‘Pessoas que têm imunidade comprometida e que estão infectadas por muito tempo acumulam mutações’
Declaração foi feita pela pesquisadora da Universidade Yale Akiko Iwasaki, referência global em imunologia, com base em dados que tentam explicar o surgimento das variantes do coronavírus
Fabiana Cambricoli e Giovana Girardi, O Estado de S.Paulo
O surgimento das variantes do coronavírus tem chamado a atenção de cientistas em todo o mundo, que têm começado a levantar algumas hipóteses para explicá-las. “Há alguns dados surgindo que apontam que pessoas que têm a imunidade comprometida e que estão infectadas por muito tempo acumulam mutações. As variantes que estão despontando podem estar vindo desses pacientes que estão infectados por um longo tempo com covid”, disse ao Estadão a pesquisadora da Universidade Yale Akiko Iwasaki, referência global em imunologia. Ela participa nesta quinta-feira, 4, de um webinar promovido pelo Instituto Serrapilheira, para lançar um programa gratuito de formação de jovens cientistas.

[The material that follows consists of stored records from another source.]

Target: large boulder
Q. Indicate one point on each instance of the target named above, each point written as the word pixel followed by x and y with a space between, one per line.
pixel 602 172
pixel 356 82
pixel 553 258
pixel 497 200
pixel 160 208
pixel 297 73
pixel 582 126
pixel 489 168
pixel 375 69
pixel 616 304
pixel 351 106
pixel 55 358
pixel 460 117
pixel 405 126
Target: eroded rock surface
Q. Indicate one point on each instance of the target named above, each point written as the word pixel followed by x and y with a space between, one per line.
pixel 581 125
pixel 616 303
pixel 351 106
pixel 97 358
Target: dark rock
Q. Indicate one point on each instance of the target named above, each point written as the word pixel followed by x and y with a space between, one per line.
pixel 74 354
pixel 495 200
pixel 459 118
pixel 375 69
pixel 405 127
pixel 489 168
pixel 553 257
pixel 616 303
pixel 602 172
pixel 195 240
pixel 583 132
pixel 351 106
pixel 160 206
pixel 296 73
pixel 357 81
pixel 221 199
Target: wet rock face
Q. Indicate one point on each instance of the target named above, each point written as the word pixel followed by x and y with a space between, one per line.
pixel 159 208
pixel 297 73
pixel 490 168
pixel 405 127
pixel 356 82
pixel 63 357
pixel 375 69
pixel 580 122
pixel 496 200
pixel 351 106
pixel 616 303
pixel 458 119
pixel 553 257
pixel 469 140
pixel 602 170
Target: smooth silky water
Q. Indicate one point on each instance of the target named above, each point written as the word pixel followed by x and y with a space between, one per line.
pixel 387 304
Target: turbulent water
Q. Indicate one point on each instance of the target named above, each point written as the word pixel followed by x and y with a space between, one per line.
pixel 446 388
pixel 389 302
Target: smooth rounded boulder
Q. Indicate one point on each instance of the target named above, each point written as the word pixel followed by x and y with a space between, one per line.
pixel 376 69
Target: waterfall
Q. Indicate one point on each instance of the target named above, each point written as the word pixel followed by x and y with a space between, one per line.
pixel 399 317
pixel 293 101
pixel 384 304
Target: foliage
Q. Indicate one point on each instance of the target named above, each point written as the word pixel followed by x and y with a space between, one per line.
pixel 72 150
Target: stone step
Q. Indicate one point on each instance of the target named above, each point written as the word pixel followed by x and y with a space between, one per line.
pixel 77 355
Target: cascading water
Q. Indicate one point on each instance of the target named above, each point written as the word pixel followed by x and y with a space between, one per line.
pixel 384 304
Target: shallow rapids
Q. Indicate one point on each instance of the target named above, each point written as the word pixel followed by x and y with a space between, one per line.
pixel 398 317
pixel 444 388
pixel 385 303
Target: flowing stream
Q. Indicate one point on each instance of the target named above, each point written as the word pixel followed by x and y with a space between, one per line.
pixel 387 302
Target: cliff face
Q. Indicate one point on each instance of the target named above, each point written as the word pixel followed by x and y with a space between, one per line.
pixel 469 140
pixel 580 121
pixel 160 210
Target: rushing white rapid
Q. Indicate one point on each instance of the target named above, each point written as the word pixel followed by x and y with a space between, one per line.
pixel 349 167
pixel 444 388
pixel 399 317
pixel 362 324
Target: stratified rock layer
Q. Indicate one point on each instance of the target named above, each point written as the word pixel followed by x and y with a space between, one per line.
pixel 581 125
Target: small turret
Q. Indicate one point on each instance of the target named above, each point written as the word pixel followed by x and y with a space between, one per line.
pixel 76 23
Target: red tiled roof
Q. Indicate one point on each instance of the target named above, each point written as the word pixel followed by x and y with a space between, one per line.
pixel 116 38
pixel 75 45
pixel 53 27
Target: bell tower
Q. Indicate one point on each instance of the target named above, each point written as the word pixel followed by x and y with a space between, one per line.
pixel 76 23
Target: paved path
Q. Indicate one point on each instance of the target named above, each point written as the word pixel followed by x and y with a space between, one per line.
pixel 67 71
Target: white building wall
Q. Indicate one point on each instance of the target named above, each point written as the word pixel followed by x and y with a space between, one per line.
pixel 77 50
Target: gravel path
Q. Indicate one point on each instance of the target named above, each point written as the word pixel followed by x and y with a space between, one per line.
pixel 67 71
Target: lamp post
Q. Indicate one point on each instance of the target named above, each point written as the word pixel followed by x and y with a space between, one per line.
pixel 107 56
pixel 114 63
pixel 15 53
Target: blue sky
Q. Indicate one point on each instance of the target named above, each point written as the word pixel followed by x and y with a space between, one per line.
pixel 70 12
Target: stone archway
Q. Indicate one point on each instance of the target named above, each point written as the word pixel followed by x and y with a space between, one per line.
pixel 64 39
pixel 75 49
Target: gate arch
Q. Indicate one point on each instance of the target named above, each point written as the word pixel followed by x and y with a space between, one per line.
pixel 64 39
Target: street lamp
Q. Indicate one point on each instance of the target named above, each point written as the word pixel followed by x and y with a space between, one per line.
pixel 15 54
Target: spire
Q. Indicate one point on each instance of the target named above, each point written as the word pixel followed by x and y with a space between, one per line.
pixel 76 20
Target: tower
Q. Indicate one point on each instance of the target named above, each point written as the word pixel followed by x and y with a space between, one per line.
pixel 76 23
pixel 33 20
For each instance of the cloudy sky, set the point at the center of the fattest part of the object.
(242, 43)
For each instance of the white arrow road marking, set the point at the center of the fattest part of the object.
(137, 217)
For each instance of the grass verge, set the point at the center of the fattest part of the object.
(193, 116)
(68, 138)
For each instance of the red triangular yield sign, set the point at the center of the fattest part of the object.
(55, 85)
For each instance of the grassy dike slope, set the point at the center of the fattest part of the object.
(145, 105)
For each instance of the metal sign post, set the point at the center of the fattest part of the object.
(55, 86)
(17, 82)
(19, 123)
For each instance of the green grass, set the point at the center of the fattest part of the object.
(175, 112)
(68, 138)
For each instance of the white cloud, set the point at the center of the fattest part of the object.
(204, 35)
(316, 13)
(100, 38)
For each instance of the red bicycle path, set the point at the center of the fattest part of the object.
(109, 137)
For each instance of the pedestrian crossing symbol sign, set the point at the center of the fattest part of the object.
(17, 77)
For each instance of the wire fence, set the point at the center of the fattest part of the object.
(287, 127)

“Como essas pessoas não conseguem eliminar o vírus sozinhas, elas costumam receber plasma de convalescentes. Isso pode acabar eliminando o vírus, mas dá tempo para que as mutações se acumulem antes da eliminação. O vírus que é selecionado para escapar do plasma convalescente pode circular na população dando origem às variantes”, disse. https://www.estadao.com.br/widget/coronavirus
“Ainda não está claro quais são exatamente as fontes dessas variantes no momento. Pacientes imunocomprometidos podem ser uma delas porque tendem a acumular múltiplas mutações dentro de si”, continua.
A suspeita surgiu com um paciente de 70 anos do Reino Unido. Ele foi infectado com covid-19 logo após ter passado por quimioterapia para tratar um linfoma, de modo que seu sistema imune estava comprometido e nenhum medicamento dado a ele no hospital melhorava sua condição. A saída foi aplicar o plasma de convalescente (com anticorpos de pessoas que já tinham se curado da doença).
O paciente acabou falecendo 102 dias após testar positivo e, em análises posteriores feitas em amostras dele, cientistas observaram que o vírus havia evoluído e desenvolvido mutações que mudaram sua capacidade de infectar células e escapar dos anticorpos.
Uma das mutações observadas no paciente foi encontrada depois na variante B.1.1.7, originada no Reino Unido, o que fez os cientistas também suspeitarem que ela possa ter surgido em um paciente imunocomprometido.
“A interpretação da B.1.1.7 sugere que o surgimento pode acontecer quando o vírus evolui mais rapidamente num só hospedeiro devido, por exemplo, a um sistema imune fragilizado que permite a reprodução continuada de vírus durante um período prolongado”, explicou ao Estadão o pesquisador Nuno Faria, do Imperial College de Londres, especialista em evolução de vírus. Ele também está participando dos estudos com a P.1.
“Acho que mais dessas variantes vão surgir. É uma questão de tempo e de sequenciamento genético até encontrarmos mais VOCs pelo mundo”, disse.
“Quando a transmissão é galopante, novos mutantes podem surgir e se espalhar. É como colocar lenha na fogueira. No outono e inverno de 2020, a transmissão nos EUA foi galopante, mas tínhamos apenas um vírus. Agora, os EUA também têm as variantes. Eu me preocupo com outra onda e mais variantes se não controlarmos a propagação entre a população”, complementou Akiko.